A high-order quadrature scheme is constructed for the evaluation of Laplace single and double layer potentials and their normal derivatives on smooth surfaces in three dimensions. The construction begins with a harmonic approximation of the density on each patch, which allows for a natural harmonic polynomial extension in a volumetric neighborhood of the patch in the ambient space. Then by the general Stokes theorem, singular and nearly singular surface integrals are reduced to line integrals preserving the singularity of the kernel, instead of the standard origin-centered 1-forms that require expensive adaptive integration. These singularity-preserving line integrals can be semi-analytically evaluated using singularity-swap quadrature. In other words, the evaluation of singular and nearly singular surface integrals is reduced to function evaluations at the vertices on the boundary of each patch. The recursive reduction quadrature largely removes adaptive integration that is needed in most existing high-order quadratures for singular and nearly singular surface integrals, resulting in exceptional performance. The scheme achieves twelve-digit accuracy uniformly for close evaluations and offers a speedup of five times or more in constructing the sparse quadrature-correction matrix compared to previous state-of-the-art quadrature schemes.

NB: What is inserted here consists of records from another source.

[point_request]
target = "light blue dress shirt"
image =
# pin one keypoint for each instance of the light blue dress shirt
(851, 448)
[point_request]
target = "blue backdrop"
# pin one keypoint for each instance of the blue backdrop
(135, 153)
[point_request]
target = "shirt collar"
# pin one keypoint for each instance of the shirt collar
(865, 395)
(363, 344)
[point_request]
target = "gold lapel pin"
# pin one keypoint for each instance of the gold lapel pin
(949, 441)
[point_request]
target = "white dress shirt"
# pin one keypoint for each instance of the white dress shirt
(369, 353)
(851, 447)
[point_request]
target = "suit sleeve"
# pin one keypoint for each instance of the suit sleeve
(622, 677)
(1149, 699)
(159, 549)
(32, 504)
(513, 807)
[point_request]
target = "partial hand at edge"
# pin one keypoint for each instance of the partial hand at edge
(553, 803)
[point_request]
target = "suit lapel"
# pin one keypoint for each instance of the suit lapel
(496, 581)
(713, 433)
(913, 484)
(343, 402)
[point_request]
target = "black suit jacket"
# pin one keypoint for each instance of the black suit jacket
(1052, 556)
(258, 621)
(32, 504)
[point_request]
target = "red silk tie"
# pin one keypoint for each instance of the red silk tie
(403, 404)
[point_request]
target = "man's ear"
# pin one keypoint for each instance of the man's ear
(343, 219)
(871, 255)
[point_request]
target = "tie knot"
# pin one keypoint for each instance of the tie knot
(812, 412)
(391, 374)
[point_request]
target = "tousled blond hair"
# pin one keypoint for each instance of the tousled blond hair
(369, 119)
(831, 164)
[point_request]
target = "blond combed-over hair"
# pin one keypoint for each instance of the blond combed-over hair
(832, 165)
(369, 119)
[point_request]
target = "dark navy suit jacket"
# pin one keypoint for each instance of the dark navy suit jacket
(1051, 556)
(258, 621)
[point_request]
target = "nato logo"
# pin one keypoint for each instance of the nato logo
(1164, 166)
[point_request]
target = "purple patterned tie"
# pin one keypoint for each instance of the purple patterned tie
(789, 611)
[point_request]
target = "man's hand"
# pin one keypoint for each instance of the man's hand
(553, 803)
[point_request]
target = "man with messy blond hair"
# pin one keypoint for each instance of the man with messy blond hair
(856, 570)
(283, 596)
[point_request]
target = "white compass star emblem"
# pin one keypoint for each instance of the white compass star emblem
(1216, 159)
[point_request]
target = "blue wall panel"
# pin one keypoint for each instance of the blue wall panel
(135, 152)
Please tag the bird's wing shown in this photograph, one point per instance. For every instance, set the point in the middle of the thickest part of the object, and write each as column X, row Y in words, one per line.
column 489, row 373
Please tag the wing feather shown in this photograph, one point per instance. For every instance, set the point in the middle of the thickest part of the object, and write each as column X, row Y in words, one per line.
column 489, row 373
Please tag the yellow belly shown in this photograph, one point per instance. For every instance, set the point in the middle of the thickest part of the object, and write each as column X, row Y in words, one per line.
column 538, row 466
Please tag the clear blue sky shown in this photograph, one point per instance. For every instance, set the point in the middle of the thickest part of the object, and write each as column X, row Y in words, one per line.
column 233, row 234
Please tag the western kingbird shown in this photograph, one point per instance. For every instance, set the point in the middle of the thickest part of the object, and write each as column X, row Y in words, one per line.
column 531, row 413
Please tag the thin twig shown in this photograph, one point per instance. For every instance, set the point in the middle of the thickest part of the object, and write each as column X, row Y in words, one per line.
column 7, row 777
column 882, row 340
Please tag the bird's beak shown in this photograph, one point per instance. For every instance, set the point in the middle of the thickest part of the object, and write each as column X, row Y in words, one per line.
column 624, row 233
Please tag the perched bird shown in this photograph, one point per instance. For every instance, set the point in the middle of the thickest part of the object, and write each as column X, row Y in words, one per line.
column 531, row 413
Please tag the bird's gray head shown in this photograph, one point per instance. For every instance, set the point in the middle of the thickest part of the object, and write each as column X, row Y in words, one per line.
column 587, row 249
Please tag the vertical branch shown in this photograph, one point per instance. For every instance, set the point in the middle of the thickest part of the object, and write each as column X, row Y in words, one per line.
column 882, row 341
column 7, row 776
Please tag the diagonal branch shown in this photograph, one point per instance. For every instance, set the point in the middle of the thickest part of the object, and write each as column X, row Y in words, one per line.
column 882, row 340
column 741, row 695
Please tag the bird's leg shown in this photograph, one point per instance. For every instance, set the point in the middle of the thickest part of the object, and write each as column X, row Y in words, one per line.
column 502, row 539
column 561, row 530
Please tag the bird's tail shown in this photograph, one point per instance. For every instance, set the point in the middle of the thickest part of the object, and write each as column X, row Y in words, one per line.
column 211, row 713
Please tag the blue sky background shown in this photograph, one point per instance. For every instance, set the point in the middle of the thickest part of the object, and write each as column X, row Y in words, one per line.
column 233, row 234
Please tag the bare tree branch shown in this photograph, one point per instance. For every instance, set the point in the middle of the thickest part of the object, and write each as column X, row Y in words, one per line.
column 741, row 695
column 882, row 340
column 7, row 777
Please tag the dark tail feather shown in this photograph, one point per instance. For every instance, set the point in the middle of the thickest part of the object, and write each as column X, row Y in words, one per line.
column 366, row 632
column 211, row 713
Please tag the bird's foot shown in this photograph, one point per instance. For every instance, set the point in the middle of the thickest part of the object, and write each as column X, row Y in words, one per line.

翻译：本文构建了一种高阶积分方案，用于评估三维光滑曲面上的拉普拉斯单层与双层势函数及其法向导数。该方案首先在每个曲面片上对密度函数进行调和逼近，从而在环境空间中曲面片的体邻域内自然构造调和多项式延拓。随后通过广义斯托克斯定理，将奇异及近奇异面积分转化为保持核函数奇异性的线积分，而非传统上需要昂贵自适应积分的以原点为中心的一次微分形式。这些保持奇异性的线积分可通过奇异点交换积分法进行半解析计算。换言之，奇异及近奇异面积分的计算被简化为对各曲面片边界顶点处的函数求值。递归降维积分法基本消除了现有大多数高阶奇异/近奇异面积分方案所需的自适应积分过程，从而获得卓越的计算性能。该方案在近距离评估中能保持十二位数字的均匀精度，且在构建稀疏积分校正矩阵时，相比现有最先进的积分方案可获得五倍以上的加速效果。